All the next day I waited like a fiancée on the eve of her wedding. The next night he was there. He came into the bedroom. I undressed, and, once naked, I undressed him. His skin was like amber, smooth and golden. I ran my tongue over his torso to get the taste of that skin. He took my breasts in his hands to hold me captive. I knew that this first approach sealed the pact and that he had accepted what I had asked of him. I knelt in front of him, religiously, for my mouth to take his penis. I didn’t want to hurry anything. I wanted that night to become a bountiful eternity.
With incredible slowness I swallowed the man! He had taken my head in his hands to transmit the rhythm he wanted to my movements. There was no impatience in our gestures. With infinite gentleness I came out to the tip, for it was the most vulnerable spot – there, the envelope is so thin that the flesh appears in all its transparency.
“Come here,” he murmured.
He hauled me up.
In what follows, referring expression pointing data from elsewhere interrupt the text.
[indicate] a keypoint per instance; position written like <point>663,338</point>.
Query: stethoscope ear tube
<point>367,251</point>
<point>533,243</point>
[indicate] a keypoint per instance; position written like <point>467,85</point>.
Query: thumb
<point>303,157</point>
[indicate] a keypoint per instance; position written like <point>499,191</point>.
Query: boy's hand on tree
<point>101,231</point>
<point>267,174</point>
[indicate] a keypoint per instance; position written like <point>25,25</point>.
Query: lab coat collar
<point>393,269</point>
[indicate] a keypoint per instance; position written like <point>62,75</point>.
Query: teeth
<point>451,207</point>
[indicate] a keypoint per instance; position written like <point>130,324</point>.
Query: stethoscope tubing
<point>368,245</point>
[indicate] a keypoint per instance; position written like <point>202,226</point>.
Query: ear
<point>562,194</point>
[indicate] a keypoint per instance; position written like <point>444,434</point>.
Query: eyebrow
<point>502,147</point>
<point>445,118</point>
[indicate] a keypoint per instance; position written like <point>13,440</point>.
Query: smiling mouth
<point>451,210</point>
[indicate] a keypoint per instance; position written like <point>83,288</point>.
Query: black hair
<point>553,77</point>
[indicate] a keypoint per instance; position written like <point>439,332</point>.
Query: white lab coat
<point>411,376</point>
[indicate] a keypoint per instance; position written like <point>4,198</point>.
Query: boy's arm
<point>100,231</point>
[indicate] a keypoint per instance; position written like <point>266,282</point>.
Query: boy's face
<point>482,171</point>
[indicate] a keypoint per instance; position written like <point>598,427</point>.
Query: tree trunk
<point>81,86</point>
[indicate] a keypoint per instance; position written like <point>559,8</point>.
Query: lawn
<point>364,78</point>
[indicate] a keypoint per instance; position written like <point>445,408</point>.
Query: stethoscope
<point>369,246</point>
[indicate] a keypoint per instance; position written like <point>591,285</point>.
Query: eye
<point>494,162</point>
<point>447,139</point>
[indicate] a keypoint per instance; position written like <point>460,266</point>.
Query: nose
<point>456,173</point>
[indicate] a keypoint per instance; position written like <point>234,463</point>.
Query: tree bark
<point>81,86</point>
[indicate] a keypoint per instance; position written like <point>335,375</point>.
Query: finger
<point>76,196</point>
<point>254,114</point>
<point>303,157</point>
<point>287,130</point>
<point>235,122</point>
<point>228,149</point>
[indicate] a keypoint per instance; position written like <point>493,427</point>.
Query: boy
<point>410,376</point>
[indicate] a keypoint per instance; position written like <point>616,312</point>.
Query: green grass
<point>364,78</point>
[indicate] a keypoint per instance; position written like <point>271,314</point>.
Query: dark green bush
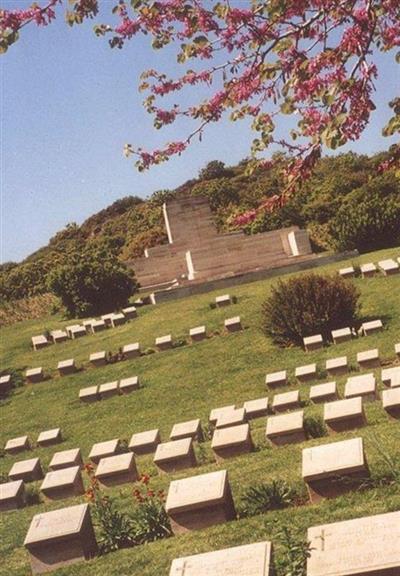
<point>93,282</point>
<point>274,495</point>
<point>369,218</point>
<point>314,427</point>
<point>307,305</point>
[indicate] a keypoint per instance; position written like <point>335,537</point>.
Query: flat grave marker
<point>175,455</point>
<point>26,470</point>
<point>59,538</point>
<point>367,546</point>
<point>231,442</point>
<point>346,414</point>
<point>63,483</point>
<point>286,428</point>
<point>200,501</point>
<point>248,560</point>
<point>329,469</point>
<point>115,470</point>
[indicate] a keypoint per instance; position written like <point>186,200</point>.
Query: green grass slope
<point>187,383</point>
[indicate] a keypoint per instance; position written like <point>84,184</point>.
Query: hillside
<point>341,205</point>
<point>186,383</point>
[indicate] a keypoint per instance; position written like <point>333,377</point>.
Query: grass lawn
<point>182,384</point>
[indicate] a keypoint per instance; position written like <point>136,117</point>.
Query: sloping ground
<point>183,384</point>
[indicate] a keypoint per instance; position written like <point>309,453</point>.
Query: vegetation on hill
<point>346,204</point>
<point>186,383</point>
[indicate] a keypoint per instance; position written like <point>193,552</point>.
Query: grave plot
<point>98,358</point>
<point>306,373</point>
<point>175,455</point>
<point>104,449</point>
<point>363,546</point>
<point>98,326</point>
<point>200,501</point>
<point>60,538</point>
<point>63,483</point>
<point>131,350</point>
<point>89,394</point>
<point>66,367</point>
<point>342,415</point>
<point>364,386</point>
<point>130,312</point>
<point>286,401</point>
<point>16,445</point>
<point>337,366</point>
<point>217,412</point>
<point>12,495</point>
<point>115,470</point>
<point>256,408</point>
<point>127,385</point>
<point>189,429</point>
<point>231,442</point>
<point>59,336</point>
<point>26,470</point>
<point>66,459</point>
<point>117,320</point>
<point>250,560</point>
<point>108,389</point>
<point>347,272</point>
<point>224,300</point>
<point>368,359</point>
<point>231,418</point>
<point>334,469</point>
<point>391,401</point>
<point>276,379</point>
<point>368,270</point>
<point>324,392</point>
<point>341,335</point>
<point>164,342</point>
<point>391,376</point>
<point>286,428</point>
<point>39,342</point>
<point>49,437</point>
<point>198,333</point>
<point>34,375</point>
<point>145,442</point>
<point>389,267</point>
<point>233,324</point>
<point>371,327</point>
<point>313,342</point>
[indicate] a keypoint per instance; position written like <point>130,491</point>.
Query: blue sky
<point>69,103</point>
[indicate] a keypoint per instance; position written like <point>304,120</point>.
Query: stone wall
<point>197,253</point>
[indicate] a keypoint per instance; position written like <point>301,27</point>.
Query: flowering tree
<point>260,59</point>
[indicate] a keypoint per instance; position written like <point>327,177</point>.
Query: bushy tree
<point>307,305</point>
<point>369,218</point>
<point>93,281</point>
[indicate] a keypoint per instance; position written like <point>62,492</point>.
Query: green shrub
<point>307,305</point>
<point>262,497</point>
<point>94,281</point>
<point>369,219</point>
<point>32,495</point>
<point>150,519</point>
<point>314,427</point>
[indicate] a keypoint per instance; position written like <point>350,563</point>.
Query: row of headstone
<point>103,391</point>
<point>92,326</point>
<point>363,546</point>
<point>387,267</point>
<point>66,367</point>
<point>340,335</point>
<point>334,367</point>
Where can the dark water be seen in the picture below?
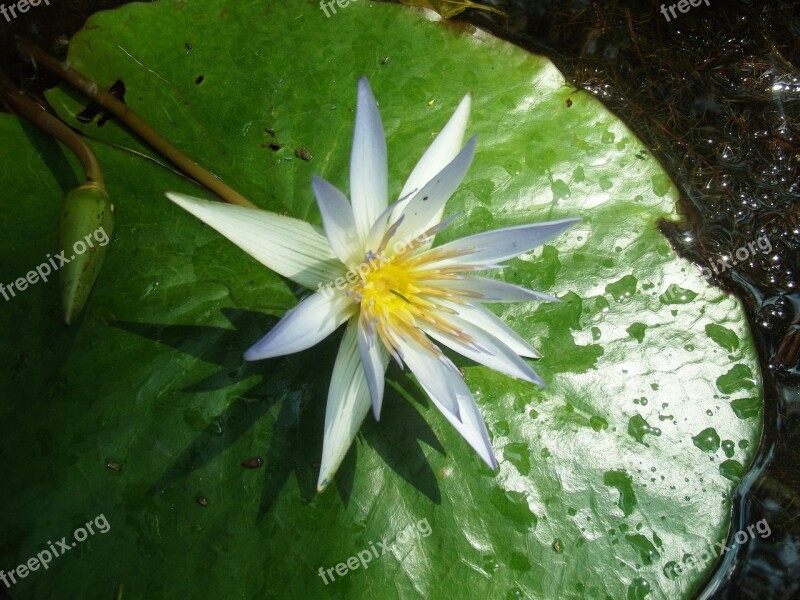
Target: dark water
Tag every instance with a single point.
(715, 94)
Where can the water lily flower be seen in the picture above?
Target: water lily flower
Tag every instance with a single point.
(374, 269)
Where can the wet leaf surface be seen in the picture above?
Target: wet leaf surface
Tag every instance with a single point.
(601, 484)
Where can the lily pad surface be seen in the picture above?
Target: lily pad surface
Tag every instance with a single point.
(144, 411)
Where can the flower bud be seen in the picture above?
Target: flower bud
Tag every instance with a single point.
(87, 222)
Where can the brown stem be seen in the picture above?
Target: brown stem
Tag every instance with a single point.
(26, 106)
(91, 90)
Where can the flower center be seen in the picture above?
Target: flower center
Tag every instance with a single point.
(400, 298)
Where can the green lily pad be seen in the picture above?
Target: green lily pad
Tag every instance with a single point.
(144, 411)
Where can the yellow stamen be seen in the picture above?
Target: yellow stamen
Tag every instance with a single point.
(399, 296)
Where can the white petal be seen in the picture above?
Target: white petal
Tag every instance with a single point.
(446, 384)
(485, 349)
(425, 208)
(337, 219)
(473, 429)
(374, 358)
(308, 323)
(288, 246)
(491, 247)
(437, 375)
(368, 170)
(348, 404)
(443, 149)
(483, 318)
(492, 290)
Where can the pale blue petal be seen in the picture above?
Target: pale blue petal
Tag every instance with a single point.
(368, 170)
(425, 208)
(374, 358)
(288, 246)
(337, 219)
(348, 404)
(441, 152)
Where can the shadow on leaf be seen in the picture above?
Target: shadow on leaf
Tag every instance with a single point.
(299, 384)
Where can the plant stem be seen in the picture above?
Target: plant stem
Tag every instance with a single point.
(26, 106)
(91, 90)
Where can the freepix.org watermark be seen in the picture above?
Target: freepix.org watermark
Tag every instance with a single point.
(373, 261)
(22, 6)
(61, 547)
(326, 5)
(366, 556)
(717, 549)
(53, 264)
(761, 245)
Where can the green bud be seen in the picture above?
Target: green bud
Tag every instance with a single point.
(87, 222)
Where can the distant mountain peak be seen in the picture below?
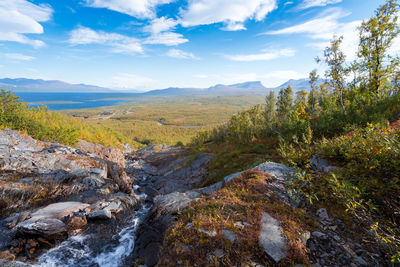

I wound my legs around his loins, my arms around his neck, and he plunged inside. For him I weighed no more than a small child. Again he set the pace of the ebb and flow. So strong, so manly, yet so attentive to my pleasure, as if it was the only thing that was important to him. When he realized, from the paleness of my face and the violence of my moans, that I was about to reach orgasm . . . he allowed himself to ejaculate, so that we came together.
Rolled into a ball, I remained gasping on the floor while he got dressed. He wrapped me in the old woman’s sheet and carried me out to the jeep. I knew where he was taking me. Still in his arms I crossed the threshold of the shed, like a bride. Was it not the case after all, tonight, of celebrating a barbaric wedding?